洋服の右前と左前の起源は?
洋服は、男物は右前であるのに対し、女物は左前と、前合わせが逆になっている。このように男女で合わせが逆になっている衣装は、洋服が世界中で着られている現在においては半ばグローバルスタンダードのように見られているが、本来は世界的に見てもかなり珍妙な部類に属するようである*1。洋服がこのようになっている理由は何なのだろうか?
まず、男物が右前なのは、そもそも衣装というものは世界的に見て「特に理由が無ければ、原則として右前。但し弓をよく使う騎馬民族は原則左前。」という傾向があるらしいので、特に不思議な点はない。なお、上記のような傾向は、社会の多数派を占める右利きの人に便利なように、という傾向に基づいている。
問題は女物が左前な点である。
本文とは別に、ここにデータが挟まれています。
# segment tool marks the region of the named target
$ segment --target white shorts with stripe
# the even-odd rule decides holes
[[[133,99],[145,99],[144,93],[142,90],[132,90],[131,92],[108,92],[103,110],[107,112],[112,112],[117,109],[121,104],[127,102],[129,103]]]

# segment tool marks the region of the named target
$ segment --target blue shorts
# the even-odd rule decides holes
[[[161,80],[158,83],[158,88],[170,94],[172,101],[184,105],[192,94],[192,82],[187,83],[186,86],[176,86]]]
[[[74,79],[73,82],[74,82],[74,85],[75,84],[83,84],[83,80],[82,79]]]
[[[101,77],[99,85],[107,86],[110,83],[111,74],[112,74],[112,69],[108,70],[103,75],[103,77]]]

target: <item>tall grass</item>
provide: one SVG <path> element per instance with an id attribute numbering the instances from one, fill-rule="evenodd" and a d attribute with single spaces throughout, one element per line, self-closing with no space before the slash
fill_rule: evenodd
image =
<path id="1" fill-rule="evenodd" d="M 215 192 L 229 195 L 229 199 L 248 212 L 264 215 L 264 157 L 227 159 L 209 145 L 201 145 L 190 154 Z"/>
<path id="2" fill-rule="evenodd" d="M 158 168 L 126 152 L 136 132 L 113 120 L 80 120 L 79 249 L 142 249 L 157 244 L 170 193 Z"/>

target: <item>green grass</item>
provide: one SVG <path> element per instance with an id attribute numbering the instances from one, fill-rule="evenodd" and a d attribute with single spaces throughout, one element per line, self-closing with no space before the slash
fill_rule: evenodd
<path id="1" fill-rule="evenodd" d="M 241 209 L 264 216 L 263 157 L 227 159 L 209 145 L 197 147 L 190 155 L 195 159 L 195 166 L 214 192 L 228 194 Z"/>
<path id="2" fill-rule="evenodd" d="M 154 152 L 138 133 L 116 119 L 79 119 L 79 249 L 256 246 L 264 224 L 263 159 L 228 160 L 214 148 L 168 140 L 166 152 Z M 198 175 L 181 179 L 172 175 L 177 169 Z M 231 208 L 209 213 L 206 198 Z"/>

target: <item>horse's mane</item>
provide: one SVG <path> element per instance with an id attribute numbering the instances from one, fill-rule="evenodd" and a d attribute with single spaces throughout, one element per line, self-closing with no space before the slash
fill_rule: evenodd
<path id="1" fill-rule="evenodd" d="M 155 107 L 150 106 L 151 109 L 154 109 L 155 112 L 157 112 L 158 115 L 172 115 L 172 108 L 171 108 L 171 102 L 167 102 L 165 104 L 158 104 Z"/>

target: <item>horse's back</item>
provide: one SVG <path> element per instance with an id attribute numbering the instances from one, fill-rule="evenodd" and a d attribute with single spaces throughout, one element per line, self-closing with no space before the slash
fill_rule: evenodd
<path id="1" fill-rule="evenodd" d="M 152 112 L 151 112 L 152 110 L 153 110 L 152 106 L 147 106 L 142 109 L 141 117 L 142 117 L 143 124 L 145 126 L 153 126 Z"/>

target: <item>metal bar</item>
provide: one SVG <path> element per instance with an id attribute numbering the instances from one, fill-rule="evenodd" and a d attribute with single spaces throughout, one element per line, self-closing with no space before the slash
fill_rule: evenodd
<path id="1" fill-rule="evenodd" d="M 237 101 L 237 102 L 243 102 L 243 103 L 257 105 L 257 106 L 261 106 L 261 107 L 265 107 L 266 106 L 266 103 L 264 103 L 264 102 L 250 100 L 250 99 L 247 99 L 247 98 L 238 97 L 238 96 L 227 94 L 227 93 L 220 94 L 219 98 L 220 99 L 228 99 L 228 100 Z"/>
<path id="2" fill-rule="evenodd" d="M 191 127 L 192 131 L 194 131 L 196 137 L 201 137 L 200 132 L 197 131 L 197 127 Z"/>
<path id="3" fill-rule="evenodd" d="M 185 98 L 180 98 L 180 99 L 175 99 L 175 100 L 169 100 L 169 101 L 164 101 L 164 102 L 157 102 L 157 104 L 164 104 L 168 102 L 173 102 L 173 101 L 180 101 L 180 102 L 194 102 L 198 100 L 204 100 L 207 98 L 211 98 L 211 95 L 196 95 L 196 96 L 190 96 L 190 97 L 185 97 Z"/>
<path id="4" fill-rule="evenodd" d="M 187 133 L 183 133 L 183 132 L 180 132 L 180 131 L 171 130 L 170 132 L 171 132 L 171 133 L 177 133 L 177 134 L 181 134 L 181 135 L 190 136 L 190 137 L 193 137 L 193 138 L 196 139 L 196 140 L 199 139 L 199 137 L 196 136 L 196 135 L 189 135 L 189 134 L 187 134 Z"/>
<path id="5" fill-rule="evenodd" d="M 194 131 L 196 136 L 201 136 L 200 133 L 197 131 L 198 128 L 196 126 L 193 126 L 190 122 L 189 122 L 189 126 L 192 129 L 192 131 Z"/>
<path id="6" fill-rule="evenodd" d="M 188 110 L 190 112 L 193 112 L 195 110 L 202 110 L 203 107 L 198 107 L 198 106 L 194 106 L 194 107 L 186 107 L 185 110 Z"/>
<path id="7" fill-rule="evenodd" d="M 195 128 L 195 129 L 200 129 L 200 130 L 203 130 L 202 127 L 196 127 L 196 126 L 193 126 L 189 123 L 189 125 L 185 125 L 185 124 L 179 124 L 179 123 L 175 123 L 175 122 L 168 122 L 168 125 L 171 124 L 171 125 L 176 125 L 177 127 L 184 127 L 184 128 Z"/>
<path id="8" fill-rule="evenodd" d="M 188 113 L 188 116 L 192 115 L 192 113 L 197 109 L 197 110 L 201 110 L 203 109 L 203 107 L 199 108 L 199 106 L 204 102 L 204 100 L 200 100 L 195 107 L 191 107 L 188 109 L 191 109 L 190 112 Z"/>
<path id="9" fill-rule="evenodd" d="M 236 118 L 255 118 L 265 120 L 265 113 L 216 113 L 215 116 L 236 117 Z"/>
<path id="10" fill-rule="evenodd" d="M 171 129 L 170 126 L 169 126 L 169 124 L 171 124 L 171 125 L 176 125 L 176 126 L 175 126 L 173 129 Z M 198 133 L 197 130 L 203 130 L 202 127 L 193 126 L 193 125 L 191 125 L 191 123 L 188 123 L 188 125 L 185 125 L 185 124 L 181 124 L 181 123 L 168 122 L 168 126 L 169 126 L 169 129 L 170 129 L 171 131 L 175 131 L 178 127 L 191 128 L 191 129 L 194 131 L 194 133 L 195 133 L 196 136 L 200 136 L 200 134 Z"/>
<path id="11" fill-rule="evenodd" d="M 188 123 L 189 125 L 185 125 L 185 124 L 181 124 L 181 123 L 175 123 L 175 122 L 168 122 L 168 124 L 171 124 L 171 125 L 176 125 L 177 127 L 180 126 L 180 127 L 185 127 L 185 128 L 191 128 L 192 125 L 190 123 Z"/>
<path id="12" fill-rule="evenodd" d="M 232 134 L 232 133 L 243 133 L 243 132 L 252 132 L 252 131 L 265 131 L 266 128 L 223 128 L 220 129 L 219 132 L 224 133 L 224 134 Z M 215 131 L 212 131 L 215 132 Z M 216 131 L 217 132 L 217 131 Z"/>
これには、以下のような二通りの説があるらしい。
- 本来は女物も右前だったのだが、1890年頃に突如として左前になった。経緯や理由は不明。
- 中世ヨーロッパにおいてボタンが登場した時、女性が服を着せてもらったり脱がせてもらったりしやすいようにするため。
世間一般には後者の説が有力なようで、高名(?)な先生方もしばしばこの説を唱えているようであるが、個人的には前者の説が具体的な年代もあって信憑性が高い気がする*2。
なお、洋服のボタンに関連して、以前どこかで「19世紀末頃(女物が左前になる頃)まではボタンは男のもので、女がボタン付きの服を着ることは道徳的に許すまじきことだった」という話を見た気がする。記憶が非常に曖昧ではあるが、もし本当なら左前について前者の説を補強するものかもしれない。